Re: [PATCH v2 00/13] Dynamic Kernel Stacks
From: H. Peter Anvin
Date: Sat Apr 25 2026 - 05:52:35 EST
On 2026-04-24 12:41, Dave Hansen wrote:
> On 4/24/26 12:14, David Stevens wrote:
>> The question is then: is this approach something that is fundamentally
>> untenable in the kernel
>
> Yes. Fundamentally untenable.
>
> Not allowing stack faults has been a wonderful simplification. It's one
> of those things that just plain makes the kernel easier to maintain.

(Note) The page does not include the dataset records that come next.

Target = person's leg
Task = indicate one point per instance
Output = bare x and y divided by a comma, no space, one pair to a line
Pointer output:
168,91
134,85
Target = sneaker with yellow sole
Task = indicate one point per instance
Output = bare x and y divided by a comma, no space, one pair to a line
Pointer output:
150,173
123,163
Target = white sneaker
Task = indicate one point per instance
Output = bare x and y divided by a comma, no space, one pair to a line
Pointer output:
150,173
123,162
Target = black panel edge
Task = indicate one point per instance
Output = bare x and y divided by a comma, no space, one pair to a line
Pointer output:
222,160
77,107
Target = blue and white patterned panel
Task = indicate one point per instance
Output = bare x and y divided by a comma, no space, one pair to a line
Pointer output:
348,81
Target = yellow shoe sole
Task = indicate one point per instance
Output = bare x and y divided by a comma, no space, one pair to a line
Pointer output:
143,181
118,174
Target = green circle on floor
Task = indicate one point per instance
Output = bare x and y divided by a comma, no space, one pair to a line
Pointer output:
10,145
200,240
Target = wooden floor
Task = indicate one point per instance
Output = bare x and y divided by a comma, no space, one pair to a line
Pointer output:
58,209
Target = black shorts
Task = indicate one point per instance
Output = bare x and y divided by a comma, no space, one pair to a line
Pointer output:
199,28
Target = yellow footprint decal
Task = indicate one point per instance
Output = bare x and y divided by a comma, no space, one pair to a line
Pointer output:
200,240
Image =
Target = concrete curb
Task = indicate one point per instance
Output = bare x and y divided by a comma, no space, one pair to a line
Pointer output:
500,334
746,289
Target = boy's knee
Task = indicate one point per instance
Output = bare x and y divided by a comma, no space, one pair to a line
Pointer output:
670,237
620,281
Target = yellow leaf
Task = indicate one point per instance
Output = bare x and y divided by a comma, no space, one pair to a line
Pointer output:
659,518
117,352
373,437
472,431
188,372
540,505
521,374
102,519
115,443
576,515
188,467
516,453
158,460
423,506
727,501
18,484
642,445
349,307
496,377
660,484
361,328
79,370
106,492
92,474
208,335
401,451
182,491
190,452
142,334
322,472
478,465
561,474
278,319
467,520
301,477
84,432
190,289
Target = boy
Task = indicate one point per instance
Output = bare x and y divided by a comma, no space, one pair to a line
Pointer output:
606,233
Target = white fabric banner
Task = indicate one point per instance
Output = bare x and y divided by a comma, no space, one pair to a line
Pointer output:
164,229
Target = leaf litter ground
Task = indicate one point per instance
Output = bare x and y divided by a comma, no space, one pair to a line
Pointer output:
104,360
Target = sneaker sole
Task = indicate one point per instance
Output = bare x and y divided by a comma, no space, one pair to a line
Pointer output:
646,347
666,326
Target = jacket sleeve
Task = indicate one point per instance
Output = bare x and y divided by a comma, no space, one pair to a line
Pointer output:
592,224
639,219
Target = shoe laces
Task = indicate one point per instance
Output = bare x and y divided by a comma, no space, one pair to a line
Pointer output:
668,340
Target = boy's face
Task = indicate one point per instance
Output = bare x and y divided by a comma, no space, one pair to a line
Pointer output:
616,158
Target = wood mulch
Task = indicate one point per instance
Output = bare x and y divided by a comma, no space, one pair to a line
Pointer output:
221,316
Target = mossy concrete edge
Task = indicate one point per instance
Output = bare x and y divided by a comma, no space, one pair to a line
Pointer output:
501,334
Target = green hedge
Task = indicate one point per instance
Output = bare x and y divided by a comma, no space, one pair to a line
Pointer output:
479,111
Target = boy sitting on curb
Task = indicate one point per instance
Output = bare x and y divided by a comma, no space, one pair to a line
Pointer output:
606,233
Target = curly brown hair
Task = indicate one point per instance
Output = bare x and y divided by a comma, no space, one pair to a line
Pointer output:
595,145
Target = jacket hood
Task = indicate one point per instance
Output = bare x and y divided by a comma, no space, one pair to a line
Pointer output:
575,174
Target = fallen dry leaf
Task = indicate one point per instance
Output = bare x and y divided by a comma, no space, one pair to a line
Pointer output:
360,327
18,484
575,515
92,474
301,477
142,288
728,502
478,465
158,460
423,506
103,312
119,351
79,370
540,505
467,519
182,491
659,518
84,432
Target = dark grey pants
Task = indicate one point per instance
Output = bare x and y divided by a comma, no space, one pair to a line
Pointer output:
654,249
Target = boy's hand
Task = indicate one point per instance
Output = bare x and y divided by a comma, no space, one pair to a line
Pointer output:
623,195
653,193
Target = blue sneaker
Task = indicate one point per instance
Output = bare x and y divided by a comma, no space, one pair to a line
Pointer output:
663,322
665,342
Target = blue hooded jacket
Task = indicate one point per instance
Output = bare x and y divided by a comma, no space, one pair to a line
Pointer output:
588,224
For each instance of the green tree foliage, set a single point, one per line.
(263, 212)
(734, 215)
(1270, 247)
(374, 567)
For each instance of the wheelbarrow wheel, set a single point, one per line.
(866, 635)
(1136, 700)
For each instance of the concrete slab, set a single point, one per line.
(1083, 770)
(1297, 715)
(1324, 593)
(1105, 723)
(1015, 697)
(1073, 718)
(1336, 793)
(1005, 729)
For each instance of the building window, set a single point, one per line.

> Saving low single digits of system memory is not exactly making me eager
> to go back to the harder-to-maintain days.
>
> I seriously doubt that this 1% is the lowest hanging fruit for memory
> bloat on these systems. ;)
It is worth noting that this was one of the VERY early design decisions that
has shaped Linux from the beginning:
- No swapping of kernel memory
- Kernel stacks are statically allocated
- Physical RAM is mapped into the kernel at all times
- A "monolithic" kernel using function calls, not message passing
- A kernel interface that closely maps to the low-level application API
(e.g. each user space thread is a kernel thread.)
- Kernel ABIs and APIs are subject to evolution; stability is only guaranteed
in user space.
Those design decisions are, by and large, what has made Linux Linux: a
relatively simple, highly performant, and reliable system.